BORN TO BE…AN EV
“Electric mobility is the true nature of Smart,” says brand manager Marc Langenbrinck. We have to agree that the smart fortwo certainly looks like it should be an electric car. The tiny two-seater, with egg-like styling and plastic body panels, is so wildly different, it’s sort of a let-down to find out that it’s powered by a conventional gasoline engine. But the ForTwo, which first came to market (in Europe) in 1998, had been around for nine years before the first Smart EV was unveiled, in 2007. A small test fleet was soon let loose in London. A total of 100 first-generation Smart EVs were produced before the second-generation electric made its debut in 2008. Deliveries of the current, second-generation car began in Germany last November. Now, the smart fortwo electric drive is coming to the USA.
POWERED BY TESLA
The Smart ForTwo Electric Drive-and yes, that is the name-uses a 30-kilowatt (20 kw constant output) electric motor that puts out 88 pound-feet of torque. Like the ForTwo’s three-cylinder gasoline engine, the electric motor is located at the rear and drives the rear wheels. It’s fed by a 16.5 kWh lithium-ion battery pack supplied by Tesla. The battery unit is ideally located under the floor and within the wheelbase. Smart engineers claim that the Electric Drive has a range of roughly 80 miles, or four to five hours of low-speed city driving. Recharging is via a 220v connector. Refilling a fully depleted battery pack takes eight hours; a more typical recharge from 20 percent to 80 percent capacity would be 3.5 hours.
A QUICK BUZZ THROUGH BROOKLYN
We had the opportunity to drive the ForTwo Electric Drive on a loop through Brooklyn, a low-speed urban environment that should be the Smart’s ideal milieu. Smart claims that, despite carrying an extra 308 pounds, the EV matches the gasoline-powered car’s 6.5-second time from 0 to 60 km/hr (that’s 37 mph). That still puts it among the slowest cars on the road. And top speed is limited to 100 km/hr, or 62 mph. Clearly, and like its conventionally powered sibling, the ForTwo Electric Drive is not meant to be a highway star.

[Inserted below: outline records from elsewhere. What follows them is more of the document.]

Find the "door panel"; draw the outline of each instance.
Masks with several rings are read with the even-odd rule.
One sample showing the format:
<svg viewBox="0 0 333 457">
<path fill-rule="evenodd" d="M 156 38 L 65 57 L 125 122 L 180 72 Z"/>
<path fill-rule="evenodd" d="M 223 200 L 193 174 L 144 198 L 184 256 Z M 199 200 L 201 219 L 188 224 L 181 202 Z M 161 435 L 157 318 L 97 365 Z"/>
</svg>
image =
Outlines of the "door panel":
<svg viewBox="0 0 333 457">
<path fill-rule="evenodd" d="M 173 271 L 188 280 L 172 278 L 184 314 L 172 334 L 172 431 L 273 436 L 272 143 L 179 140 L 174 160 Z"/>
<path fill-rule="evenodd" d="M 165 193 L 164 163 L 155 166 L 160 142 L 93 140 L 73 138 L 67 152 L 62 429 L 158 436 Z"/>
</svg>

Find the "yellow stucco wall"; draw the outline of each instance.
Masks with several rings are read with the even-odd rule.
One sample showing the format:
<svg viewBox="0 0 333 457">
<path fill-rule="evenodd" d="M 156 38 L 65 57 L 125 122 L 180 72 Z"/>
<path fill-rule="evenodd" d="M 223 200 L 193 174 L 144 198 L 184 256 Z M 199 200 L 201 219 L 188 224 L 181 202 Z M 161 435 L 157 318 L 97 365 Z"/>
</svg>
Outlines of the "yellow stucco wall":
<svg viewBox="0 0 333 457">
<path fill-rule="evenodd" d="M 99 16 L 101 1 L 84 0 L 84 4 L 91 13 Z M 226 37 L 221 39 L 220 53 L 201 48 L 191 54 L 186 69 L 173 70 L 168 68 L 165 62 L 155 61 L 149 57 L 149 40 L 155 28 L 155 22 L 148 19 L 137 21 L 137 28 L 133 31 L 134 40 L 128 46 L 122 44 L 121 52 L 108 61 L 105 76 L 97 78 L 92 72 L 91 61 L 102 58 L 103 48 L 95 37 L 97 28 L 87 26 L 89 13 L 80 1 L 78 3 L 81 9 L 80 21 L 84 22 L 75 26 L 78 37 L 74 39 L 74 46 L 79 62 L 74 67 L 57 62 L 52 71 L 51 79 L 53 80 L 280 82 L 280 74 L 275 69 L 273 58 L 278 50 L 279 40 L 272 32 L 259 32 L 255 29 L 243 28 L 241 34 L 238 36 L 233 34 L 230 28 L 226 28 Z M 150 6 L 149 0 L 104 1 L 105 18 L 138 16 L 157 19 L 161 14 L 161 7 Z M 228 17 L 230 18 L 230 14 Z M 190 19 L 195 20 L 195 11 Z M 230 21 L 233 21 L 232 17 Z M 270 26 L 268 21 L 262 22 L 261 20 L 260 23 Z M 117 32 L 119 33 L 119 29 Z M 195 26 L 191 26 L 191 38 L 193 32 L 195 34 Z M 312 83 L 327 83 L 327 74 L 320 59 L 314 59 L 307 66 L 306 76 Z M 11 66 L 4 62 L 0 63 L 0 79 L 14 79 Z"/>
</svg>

But the EV does have an advantage in that, like most electrics, it uses a single-speed gearbox, rather than the standard ForTwo’s slow and jerky automated manual. Starting up from rest is odd, however; the Smart Electric Drive doesn’t creep (move forward slightly without your foot on the gas), so you have to press the accelerator to get moving. But tip-in is such that nothing happens at first, so then you have depress it further before it finally reacts, making parking rather annoying affair. Once underway, the motor has a golf-cart-like whine whenever your foot is on the throttle. As in the standard Smart, the tiny wheels and ultra-short wheelbase make for a harsh, bouncy ride on mean city streets.
On the plus side, visibility is outstanding, and the front seats are very roomy. The EV has the same amount of behind-the-seats stowage as the standard car. And the Cabrio’s power-operated convertible top is quick and simple to use.
FOR A LIMITED TIME ONLY
Smart is only bringing in 250 ForTwo Electric Drive cars, but of those, some 80 percent will be funneled to corporate buyers. The 50 or so that will go to the general public will be sold in the following markets: Portland, Oregon; San Jose, California; Indianapolis, Indiana; Tampa-Orlando, Florida; and the Boston-New York-Philadelphia-D.C. corridor. Interested buyers can sign up at Smart’s web site, and those from the supported areas will be taken on a first-come, first-serve basis.
All ForTwo Electric Drives will be leased, at $499/month for 48 months. (The government’s $7500 electric-car-buyer tax credit goes to Smart.) Air conditioning is standard, and a car that is plugged in can be pre-cooled or pre-warmed via a button on the remote. All Electric Drives are painted the same green and white, but buyers do have a choice of coupe or Cabrio.
Once those 250 cars are gone, that’s it. True series production doesn’t begin until 2012, for the 2013 model year.